Deux trouble-fêtes osaient ébranler, d’une ponctualité helvétique, la monotone existence de la serveuse.

- La voisine. Oui ! La vieille rousse édentée du cinquième. La cartomancienne toquait à la porte de Mona tous les jeudis midi pour demander une bière. Ce rituel instaurée par la quinquagénaire, datait d'un jour perdu, où Mona avait dépané l'assoiffée. Depuis, la fausse rousse pense -par un débile raccourci- que son tarot aurait même refuté, que la serveuse était payée de son labeur en liquide.

La seconde figure humaine que Mona recevait était un gars costaud à qui il manque la quasi-totalité de l’annulaire gauche. Ce gaillard trainait son air louche dans l'immeubre de Mona comme un balluchon. Recouvreur de dettes de son métier.
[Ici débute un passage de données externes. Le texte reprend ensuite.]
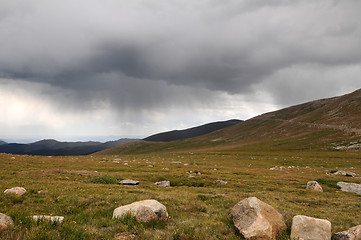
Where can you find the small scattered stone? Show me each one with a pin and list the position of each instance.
(313, 185)
(53, 219)
(345, 173)
(304, 227)
(163, 183)
(350, 187)
(42, 192)
(221, 182)
(353, 233)
(16, 190)
(256, 219)
(5, 222)
(129, 182)
(144, 211)
(125, 236)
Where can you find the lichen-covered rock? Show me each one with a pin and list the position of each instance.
(163, 183)
(350, 187)
(353, 233)
(256, 219)
(308, 228)
(5, 221)
(129, 182)
(221, 182)
(144, 211)
(313, 185)
(16, 190)
(53, 219)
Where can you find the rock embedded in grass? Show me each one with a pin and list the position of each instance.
(353, 233)
(16, 190)
(350, 187)
(256, 219)
(125, 236)
(163, 183)
(221, 182)
(345, 173)
(42, 192)
(53, 219)
(313, 185)
(304, 227)
(5, 221)
(129, 182)
(144, 211)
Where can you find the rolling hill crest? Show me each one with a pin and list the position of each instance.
(321, 124)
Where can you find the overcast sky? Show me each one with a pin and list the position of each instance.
(73, 70)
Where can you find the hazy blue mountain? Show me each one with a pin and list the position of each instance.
(191, 132)
(50, 147)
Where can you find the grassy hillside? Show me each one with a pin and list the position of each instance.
(83, 189)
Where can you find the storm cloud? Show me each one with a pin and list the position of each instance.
(137, 56)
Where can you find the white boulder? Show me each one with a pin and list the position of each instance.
(5, 221)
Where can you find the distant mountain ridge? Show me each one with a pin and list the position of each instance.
(191, 132)
(51, 147)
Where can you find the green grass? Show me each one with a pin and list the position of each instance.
(84, 191)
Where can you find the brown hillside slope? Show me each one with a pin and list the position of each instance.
(320, 124)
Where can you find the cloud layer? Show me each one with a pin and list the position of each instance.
(142, 58)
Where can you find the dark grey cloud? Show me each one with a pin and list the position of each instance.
(155, 54)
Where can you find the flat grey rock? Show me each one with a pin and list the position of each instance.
(163, 183)
(350, 187)
(221, 182)
(58, 219)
Il passait chez sa proie tous les 5 du mois à 9 h du matin, réclamant sous et intérêts. Ils n'échangeaient aucun mot. Encore moins de politesses.

- Mais vous auriez vu les paluches du gus ! fit le petit bonhomme jouant de ses yeux un air globuleux avant d'enchainer en se penchant pour chuchoter : une fois j'en ai vu des identiques dans un sauna. Mais c'était les pieds d'un russe. Impressionnant je vous dis ! Bref, il vallait mieux que l'oeil torve du créancier ne se pose par sur vous. Je vous le dis !

Ayant nourri ainsi l'imagination de son auditoire, le pygmée ferma la parenthèse du rustre. Puis, dans un autre type d'exercice, il tenta d’arracher un sourire à l'audience improvisée en ajoutant : imaginez quand le 5 tombe un jeudi. Mona repue de ses congénères posait une RTT.

Gêné que la blague ne fasse pas rire plus que ça, le Tom-pouce lâcha un rire de cochon solitaire en se couvrant la bouche, pour cacher l'état désastreux de son email. Son bec abritait une dentition à peine moins disgracieuse que celle d’une courtisane du Dauphin de Versailles. Visiblement, jamais un dentiste ne s'est aventuré dans ce quartier où les mâchoires en souffrance, de la médium, du nain et bien d'autres quidams, l'auraient bien acclamées. Peu importe. Le lilliputien avait dans l’idée de porter un jour le dentier de feu son oncle Bobby. C’était juste une question de temps.